12184153_10100496457542031_8370065802306239064_oThe recently released film “He Named Me Malala,” tells her life story. This past weekend in a mother-daughter outing for The Other Side, Melanie and her mom, and Alison Cohen (the chairman of our board) and her daughter, Ruby, went to see it.

It begins with an old legend of Malala’s namesake from decades ago. According to the story, a Pashtun heroine named Malalai encouraged Afghani soldiers to continue fighting against the British, even after they had given up. Although she was ultimately martyred, she helped cheer the Afghani soldiers to victory and make an impact on history.

Malala Yousafzai’s father undoubtedly heard this story. When Malala was born, he saw in his daughter something that evoked that Pashtun heroine of long ago. He named her Malala because he knew that she would be someone great, someone to live up to her revolutionary namesake. And she did.

Malala Yousafzai’s life has been short, but her list of accomplishments is long. Today only eighteen years old, she has won the Nobel Peace Prize and traveled all over the world to tell her story and fight for the right for girls everywhere to have access to education.

In her early life, the Taliban began to gain more and more control over the Swat valley, the region in Pakistan in which she was born. As they began to ban books, television, music, and education for girls, she started to write a blog for BBC – at only fifteen years old – to report on the events that were changing her hometown and country drastically.

In 2012, after Malala started to become famous and her story began to spread internationally, she was shot by a Taliban gunman on her way home from school. Despite the bullet that struck her head, neck, and shoulder, she survived.

After the attempt on her life, protests erupted all over the country in response. Two million people signed a petition for the right to education in Pakistan. Change was happening.

Even after she was flown to England for further treatment and completed her recovery, she continued to be an advocate for girls’ education globally. She even started her own organization, the Malala Fund (check out malala.org for more information) “He Named Me Malala,” the film that chronicles her experiences, is now showing in movie theaters internationally.

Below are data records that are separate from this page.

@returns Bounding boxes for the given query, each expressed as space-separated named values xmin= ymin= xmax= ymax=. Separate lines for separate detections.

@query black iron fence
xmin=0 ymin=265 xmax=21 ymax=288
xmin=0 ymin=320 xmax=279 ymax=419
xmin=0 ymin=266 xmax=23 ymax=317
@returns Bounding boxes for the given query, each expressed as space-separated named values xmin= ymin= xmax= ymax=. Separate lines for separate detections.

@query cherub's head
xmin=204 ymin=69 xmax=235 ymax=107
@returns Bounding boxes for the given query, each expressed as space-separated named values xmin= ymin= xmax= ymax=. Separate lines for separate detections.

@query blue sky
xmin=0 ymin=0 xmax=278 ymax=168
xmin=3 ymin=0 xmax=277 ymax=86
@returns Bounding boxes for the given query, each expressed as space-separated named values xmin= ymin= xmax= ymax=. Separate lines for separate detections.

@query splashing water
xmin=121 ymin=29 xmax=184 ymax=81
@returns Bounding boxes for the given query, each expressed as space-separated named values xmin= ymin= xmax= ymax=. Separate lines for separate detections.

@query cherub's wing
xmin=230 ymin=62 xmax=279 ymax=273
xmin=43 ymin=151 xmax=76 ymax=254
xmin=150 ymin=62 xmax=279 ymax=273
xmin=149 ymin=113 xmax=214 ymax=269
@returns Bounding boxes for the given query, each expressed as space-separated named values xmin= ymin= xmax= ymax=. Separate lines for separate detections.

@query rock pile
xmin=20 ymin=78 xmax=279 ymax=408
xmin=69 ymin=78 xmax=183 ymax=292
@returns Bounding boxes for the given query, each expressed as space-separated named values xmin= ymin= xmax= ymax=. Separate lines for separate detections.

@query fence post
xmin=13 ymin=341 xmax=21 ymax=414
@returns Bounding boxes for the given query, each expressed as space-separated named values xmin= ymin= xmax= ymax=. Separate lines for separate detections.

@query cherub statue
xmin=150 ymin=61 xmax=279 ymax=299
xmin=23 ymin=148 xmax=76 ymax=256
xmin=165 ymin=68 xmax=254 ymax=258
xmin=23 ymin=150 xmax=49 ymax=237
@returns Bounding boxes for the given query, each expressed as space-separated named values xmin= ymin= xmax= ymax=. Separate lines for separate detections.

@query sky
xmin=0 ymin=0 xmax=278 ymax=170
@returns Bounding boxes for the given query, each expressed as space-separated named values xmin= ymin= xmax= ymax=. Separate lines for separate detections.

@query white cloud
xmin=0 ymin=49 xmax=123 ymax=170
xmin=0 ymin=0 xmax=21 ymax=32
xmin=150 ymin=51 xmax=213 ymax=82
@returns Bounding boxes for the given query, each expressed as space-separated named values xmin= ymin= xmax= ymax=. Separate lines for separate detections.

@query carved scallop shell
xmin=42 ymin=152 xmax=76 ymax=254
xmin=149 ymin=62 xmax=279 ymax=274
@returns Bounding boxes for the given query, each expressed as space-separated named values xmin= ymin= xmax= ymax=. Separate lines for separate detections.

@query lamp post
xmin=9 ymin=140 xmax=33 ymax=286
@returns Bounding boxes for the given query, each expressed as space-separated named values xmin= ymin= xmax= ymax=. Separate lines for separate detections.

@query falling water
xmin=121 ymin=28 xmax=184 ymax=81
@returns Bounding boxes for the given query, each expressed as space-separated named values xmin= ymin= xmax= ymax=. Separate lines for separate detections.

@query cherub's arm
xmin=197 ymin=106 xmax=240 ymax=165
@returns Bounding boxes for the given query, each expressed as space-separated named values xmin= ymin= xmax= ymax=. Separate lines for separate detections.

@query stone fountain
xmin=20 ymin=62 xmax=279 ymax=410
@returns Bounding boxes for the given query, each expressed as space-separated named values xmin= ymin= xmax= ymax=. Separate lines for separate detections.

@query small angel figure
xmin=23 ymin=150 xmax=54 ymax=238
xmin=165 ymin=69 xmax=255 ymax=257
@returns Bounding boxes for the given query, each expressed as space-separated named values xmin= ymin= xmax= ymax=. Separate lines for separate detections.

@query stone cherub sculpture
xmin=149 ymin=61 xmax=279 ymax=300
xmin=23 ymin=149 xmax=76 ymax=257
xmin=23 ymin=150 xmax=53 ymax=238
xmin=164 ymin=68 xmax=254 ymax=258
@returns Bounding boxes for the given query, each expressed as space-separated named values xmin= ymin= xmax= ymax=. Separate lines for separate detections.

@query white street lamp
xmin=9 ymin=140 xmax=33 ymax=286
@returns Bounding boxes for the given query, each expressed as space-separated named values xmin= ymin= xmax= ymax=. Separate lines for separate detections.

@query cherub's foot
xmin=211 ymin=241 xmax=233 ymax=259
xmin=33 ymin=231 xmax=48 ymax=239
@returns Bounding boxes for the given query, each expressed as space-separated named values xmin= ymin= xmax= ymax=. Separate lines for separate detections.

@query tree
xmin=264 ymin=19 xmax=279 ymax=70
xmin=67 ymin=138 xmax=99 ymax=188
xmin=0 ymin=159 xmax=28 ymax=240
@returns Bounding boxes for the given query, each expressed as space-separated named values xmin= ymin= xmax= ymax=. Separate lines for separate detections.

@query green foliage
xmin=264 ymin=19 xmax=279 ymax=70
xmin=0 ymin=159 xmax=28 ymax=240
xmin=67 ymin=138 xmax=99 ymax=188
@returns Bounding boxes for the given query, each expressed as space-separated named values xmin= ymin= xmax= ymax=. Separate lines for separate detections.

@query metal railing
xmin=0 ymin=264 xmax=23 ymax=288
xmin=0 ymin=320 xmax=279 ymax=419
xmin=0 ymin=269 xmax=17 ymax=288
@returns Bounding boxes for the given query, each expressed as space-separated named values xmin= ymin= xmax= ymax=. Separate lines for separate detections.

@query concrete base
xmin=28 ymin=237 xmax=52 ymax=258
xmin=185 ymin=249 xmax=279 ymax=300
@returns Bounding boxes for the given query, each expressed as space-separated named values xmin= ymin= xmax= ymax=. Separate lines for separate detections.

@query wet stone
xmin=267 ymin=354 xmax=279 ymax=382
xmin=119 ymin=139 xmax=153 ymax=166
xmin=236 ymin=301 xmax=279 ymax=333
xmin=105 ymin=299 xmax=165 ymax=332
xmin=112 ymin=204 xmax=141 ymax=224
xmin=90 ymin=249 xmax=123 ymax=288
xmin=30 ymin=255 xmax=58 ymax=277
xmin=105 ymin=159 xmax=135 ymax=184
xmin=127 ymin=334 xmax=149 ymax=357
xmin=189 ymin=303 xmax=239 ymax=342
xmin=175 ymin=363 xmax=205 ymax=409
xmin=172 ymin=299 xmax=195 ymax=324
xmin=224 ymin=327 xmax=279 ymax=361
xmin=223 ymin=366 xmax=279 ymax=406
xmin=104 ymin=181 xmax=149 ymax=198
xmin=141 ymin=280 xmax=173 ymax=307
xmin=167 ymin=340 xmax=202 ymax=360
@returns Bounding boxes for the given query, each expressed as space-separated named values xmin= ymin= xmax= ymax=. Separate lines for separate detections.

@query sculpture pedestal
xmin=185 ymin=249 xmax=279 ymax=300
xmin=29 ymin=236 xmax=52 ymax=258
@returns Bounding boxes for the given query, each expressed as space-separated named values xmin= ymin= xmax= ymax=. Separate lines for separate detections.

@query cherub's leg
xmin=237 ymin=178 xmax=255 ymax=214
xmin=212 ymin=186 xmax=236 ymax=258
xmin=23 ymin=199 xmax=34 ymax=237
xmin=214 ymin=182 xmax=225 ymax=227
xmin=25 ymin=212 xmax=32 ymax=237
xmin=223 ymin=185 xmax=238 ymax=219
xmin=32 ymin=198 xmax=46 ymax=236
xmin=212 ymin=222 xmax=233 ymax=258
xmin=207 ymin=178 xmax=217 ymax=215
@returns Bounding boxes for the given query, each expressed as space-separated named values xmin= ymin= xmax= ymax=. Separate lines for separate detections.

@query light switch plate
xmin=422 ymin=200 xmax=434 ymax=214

Some of the most compelling scenes of the film are the scenes that reinforce the fact that she is, in many ways, an ordinary girl. She is a young woman who fights with her two little brothers, sometimes struggles in school, and is trying to fit in socially with other people her age. Despite her horrible experience, she continues to live a simple life that is not so different from ours — except that she happens to be a Nobel Laureate who includes some of the biggest leaders in the world among her acquaintances.

What makes her extraordinary is not what happened to her — although her bravery throughout her recovery is astonishing. What makes her extraordinary is not what her father gave to her — although he was obviously influential for her. No, what makes her extraordinary is the bravery she has to raise her voice and tell her story — a story not everyone thought people should hear — to make the world a better place.  

Women like this can inspire us here at The Other Side to continue to raise our voices through theatre and tell our stories. Every story is important. Maybe we can even change the world like Malala.

I have a feeling that in the future many women will be named Malala in Pakistan and abroad. They will learn the story of their namesake, that young girl who raised her voice for the right to an education, and they will carry on her legacy.